Dans le milieu universitaire, de futurs cadres sont devenus violents. Est-ce un manque  d’espoir ?

C’est un rêve brisé. Le rêve est important car si Kennedy n’avait pas fait rêver les Américains, ils ne seraient jamais sur la lune. Mais les jeunes ont perdu le rêve, ils se disent être à l’université et en route vers le chômage. C’est le système qu’il faut revoir dans sa globalité et que les jeunes soient orientés ailleurs. Maintenant les étudiants sont les plus riches, parce que entretenus par des politiques. Mettre l’argent à l’université cela gangrène tout. Ce sont des amicales, des listes etc. Il y a la responsabilité des politiques qui veulent régler le problème par la violence. Cela doit nous interpeller. Les gens ne peuvent plus discuter. Il y a la peur du débat et les gens ne comprennent plus et refusent d’aborder des sujets. Il y a un problème de déni et de manque de respect.

Les jeunes prennent des pirogues pour aller à l’étranger au prix de leur vie. L’émigration clandestine reste un fléau, comment stopper ce mal ?

C’est un mal qui doit nous faire peur. Les forces de défense et de sécurité ont du pain sur la planche car un jeune qui a perdu l’espoir dans ce pays, qui est parti au niveau de l’océan, qui a vu la mort avec ses camarades jetés dans l’océan, n’a pas peur de la mort. Celui-là n’a pas peur des lacrymogènes. Nous sommes dans le « dégagisme » Soit il dit que c’est ce régime qui est à l’origine de son mal, donc il faut qu’il dégage. Il faut trouver les meilleures politiques économiques, d’insertion et de cadre d’expression pour que les jeunes restent ici. C’est un drame de voir mourir en mer un jeune qui habite un terroir comme le Sénégal qui a des étendues de surface qui ne sont pas exploitées avec des ressources minières, des compétences etc. un pays en voie de développement et un pays où tout est à faire. En Europe, ils sont dans des conditions draconiennes. Ils sont manutentionnaires, agriculteurs et vivent difficilement. Ils font tous les boulots pour régler le problème de leur famille. J’ai beaucoup de respect pour les techniciens de surface. Le soir, ils portent leurs habits et restent dignes.
Il faut encore que les gens apprennent à choisir les leaders. Aujourd’hui, il suffit d’avoir une grande gueule pour être maire. Vous êtes violent pour être président de la République, alors si vous le faites, ne soyez pas là pour vous plaindre.

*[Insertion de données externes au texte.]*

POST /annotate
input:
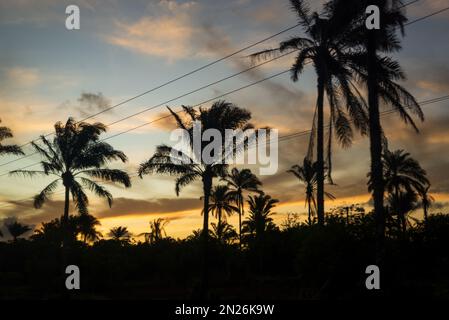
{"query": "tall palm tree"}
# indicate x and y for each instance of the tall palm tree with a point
(239, 181)
(426, 201)
(223, 232)
(119, 234)
(157, 230)
(192, 166)
(220, 203)
(402, 203)
(6, 133)
(54, 232)
(403, 176)
(307, 174)
(259, 220)
(379, 74)
(17, 229)
(87, 227)
(402, 172)
(74, 156)
(324, 46)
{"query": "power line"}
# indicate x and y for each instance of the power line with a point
(196, 90)
(220, 96)
(167, 101)
(282, 138)
(185, 75)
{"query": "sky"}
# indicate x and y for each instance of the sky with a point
(124, 48)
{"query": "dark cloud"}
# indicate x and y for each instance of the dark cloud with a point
(126, 206)
(88, 103)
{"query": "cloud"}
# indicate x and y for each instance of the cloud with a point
(21, 76)
(167, 33)
(88, 104)
(126, 206)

Trafics de passeports diplomatiques entre la Présidence de la République et le Ministère des affaires étrangères, le summum de la honte ?

Le trafic, où qu’il puisse être, il faut le sanctionner. Que cela soit à la Présidence de la République  ou ailleurs, il faut sanctionner. Je vous dis qu’il faut remettre le dossier à la justice et donner le verdict. La justice doit aller au fond des choses. Les gens se trompent sur les juges.

On parle de haute trahison et Yewwi agite une plainte, une pétition, sommes-nous dans un folklore politique ? 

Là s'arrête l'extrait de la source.